Bir arkadaşın tavsiyesi üzerine okuduğum kitapta; Samim, Besim ve Mefharet babalarının servetiyle hayat süren üç kardeştir. Mefharet, kocasını genç yaşta kaybetmiş ve çocuklarıyla, ağabeyi Samim ve erkek kardeşi Besim ile oturmaktadır. Roman Mefharet’in kızı Selmin’in Paris’te yaşayabilmek için hamile kaldığı yalanını söylemesiyle başlar.
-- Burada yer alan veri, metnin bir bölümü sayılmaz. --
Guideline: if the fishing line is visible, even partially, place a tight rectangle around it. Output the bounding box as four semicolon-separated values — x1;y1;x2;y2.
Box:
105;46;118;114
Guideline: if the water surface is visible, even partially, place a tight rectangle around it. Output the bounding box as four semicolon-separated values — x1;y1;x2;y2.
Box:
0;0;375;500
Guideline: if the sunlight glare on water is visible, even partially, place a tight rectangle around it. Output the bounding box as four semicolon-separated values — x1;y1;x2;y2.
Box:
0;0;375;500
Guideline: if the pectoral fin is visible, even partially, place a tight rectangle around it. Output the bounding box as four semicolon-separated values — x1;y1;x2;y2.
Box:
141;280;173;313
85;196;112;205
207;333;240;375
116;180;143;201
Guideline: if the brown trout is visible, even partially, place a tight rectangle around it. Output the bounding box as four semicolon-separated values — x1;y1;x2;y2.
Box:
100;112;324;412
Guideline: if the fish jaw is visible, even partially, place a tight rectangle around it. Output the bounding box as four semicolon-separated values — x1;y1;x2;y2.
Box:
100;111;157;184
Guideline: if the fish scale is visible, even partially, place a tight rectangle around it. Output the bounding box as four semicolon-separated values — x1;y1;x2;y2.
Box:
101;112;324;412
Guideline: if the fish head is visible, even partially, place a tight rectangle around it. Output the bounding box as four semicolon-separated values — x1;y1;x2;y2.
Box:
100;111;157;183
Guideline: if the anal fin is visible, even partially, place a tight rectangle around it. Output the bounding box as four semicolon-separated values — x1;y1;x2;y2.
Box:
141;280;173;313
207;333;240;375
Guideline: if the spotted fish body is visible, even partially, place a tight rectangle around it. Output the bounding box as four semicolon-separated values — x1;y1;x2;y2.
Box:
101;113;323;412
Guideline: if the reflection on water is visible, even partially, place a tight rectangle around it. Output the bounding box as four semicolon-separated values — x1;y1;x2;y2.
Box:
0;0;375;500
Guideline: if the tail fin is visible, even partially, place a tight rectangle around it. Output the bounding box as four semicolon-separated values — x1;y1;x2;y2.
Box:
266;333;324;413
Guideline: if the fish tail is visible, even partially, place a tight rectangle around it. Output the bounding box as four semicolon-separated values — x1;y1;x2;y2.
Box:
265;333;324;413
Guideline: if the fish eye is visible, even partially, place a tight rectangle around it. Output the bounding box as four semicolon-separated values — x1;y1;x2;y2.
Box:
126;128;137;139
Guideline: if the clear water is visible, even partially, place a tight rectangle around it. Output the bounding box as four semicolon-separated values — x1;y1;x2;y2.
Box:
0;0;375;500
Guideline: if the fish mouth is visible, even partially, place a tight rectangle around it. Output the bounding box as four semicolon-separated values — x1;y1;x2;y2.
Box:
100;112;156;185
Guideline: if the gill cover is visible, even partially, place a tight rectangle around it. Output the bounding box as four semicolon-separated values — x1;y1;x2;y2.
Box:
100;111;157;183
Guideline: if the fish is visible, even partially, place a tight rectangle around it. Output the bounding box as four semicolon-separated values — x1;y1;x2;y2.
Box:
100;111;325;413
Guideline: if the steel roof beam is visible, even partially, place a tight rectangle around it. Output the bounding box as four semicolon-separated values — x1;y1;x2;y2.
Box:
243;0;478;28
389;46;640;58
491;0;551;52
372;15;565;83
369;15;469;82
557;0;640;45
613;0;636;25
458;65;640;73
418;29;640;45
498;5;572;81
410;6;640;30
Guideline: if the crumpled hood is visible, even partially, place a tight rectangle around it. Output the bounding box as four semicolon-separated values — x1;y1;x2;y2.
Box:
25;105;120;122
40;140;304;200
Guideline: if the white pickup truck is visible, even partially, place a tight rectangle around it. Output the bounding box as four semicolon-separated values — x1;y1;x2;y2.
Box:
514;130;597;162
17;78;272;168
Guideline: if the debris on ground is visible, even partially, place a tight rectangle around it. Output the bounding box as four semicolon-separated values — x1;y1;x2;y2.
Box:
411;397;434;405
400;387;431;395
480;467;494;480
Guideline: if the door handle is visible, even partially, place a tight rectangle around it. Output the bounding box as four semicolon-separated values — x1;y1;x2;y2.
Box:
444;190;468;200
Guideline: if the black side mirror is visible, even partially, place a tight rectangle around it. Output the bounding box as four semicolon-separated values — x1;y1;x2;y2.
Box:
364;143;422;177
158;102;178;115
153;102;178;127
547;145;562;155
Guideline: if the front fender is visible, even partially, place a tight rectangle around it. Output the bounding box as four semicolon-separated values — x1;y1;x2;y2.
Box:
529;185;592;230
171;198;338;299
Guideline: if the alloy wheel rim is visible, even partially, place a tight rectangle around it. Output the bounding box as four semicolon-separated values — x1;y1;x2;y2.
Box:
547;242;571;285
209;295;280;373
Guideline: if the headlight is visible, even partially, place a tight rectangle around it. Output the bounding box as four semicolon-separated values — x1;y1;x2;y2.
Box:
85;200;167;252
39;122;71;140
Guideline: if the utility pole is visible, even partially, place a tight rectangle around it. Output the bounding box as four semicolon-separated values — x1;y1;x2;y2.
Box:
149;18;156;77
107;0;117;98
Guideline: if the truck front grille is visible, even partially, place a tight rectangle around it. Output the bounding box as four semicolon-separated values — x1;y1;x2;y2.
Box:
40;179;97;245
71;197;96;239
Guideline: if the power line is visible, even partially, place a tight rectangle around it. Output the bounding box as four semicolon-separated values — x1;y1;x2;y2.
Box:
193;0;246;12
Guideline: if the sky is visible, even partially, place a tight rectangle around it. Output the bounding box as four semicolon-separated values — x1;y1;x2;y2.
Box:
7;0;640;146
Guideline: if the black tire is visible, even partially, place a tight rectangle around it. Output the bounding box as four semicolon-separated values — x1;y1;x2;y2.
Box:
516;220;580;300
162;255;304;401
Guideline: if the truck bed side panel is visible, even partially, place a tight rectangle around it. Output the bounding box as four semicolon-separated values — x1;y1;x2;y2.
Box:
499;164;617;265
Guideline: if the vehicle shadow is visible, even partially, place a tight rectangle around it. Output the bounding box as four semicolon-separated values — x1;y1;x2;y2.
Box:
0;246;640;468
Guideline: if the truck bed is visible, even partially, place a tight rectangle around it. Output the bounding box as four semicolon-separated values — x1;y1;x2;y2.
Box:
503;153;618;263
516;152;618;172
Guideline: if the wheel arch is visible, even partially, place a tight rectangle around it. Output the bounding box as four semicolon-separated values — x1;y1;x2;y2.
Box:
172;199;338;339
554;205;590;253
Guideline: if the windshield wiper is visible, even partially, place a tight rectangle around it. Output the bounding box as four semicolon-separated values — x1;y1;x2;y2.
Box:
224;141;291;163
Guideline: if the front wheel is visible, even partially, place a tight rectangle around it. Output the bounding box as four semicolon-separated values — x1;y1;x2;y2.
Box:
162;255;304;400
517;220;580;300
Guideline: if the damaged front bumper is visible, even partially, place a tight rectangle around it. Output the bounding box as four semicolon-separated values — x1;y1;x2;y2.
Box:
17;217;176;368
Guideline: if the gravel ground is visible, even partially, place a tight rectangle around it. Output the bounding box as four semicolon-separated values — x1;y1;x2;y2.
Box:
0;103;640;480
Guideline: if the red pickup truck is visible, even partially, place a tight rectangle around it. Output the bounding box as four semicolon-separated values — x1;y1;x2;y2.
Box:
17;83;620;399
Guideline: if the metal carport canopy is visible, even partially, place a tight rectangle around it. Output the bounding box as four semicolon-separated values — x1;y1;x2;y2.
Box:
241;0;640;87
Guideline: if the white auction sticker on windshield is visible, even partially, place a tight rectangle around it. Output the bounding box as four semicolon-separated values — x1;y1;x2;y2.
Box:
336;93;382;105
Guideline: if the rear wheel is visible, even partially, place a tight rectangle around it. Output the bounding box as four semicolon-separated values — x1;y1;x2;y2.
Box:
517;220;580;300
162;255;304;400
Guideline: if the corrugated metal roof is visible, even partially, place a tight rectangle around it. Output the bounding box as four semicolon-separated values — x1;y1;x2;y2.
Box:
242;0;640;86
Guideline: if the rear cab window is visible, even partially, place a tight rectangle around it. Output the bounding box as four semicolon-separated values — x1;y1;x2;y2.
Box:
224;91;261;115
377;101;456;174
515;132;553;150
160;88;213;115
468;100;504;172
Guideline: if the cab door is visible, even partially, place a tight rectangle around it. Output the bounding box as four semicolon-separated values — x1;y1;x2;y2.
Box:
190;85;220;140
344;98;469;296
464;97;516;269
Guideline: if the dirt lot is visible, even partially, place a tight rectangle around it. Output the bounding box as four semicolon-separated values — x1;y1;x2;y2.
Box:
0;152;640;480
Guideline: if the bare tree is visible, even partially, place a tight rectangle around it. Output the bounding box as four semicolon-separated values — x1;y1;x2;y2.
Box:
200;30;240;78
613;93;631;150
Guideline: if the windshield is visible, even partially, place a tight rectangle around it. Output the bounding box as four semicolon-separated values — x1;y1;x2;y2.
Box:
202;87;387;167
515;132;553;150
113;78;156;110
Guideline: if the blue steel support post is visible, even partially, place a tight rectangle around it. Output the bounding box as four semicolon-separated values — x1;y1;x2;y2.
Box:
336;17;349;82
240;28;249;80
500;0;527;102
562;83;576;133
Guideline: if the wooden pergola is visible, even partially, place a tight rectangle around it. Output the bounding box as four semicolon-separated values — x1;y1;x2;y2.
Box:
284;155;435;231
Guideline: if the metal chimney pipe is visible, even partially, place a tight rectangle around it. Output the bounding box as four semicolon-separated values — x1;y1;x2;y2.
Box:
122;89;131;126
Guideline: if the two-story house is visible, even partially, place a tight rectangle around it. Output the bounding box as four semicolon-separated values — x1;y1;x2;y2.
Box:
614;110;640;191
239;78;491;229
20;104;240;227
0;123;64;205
Kızının hamileliğini dayısı Samimden şüphelenen anne bu olayı Besim ile paylaşırken, yaşadığı krizler, fenalıklar bunu yanı sıra Besim'in rahat tavırları ve sadece yemeği düşünmesi de kişiler arasındaki yalnızlığı da gözler önüne sergilenmiş.
Kitabın ilerleyen bölümlerinde bu sefer Samim ve arkadaşı Meral sahneye çıkıyor. Samim'in yazmaya çalıştığı 'Simeranya'' kitabında hayata yeniden düzen vermeye çalışırken, Meral'in yurt dışında yaşama hevesi Samim'in Meral hakkında analizleri ve tahlilleri romana ayrı bir renk katmış.
Kitabın sonuna doğru Meral'in Yalnızlığından ve yurt dışına gitmek için evde kaçma isteği, kafasında hayatındaki gelgitleri yaşarken bir anlık dikkatsizliği sonucu acı sonu, bunun olacağını hisseden annesi ve samim....
Peyami Safa’nın okura hissettirmek istediklerini etkili anlatım biçimiyle ve üzücü bir sonla bitirmesi etkili bir veda ediş olmuş. Kendi kendimden nefretimin çerçevelediği ve çirkinleştirdiği bir dünyada yalnızım.' sözü ile kitaba nokta koyabilirim...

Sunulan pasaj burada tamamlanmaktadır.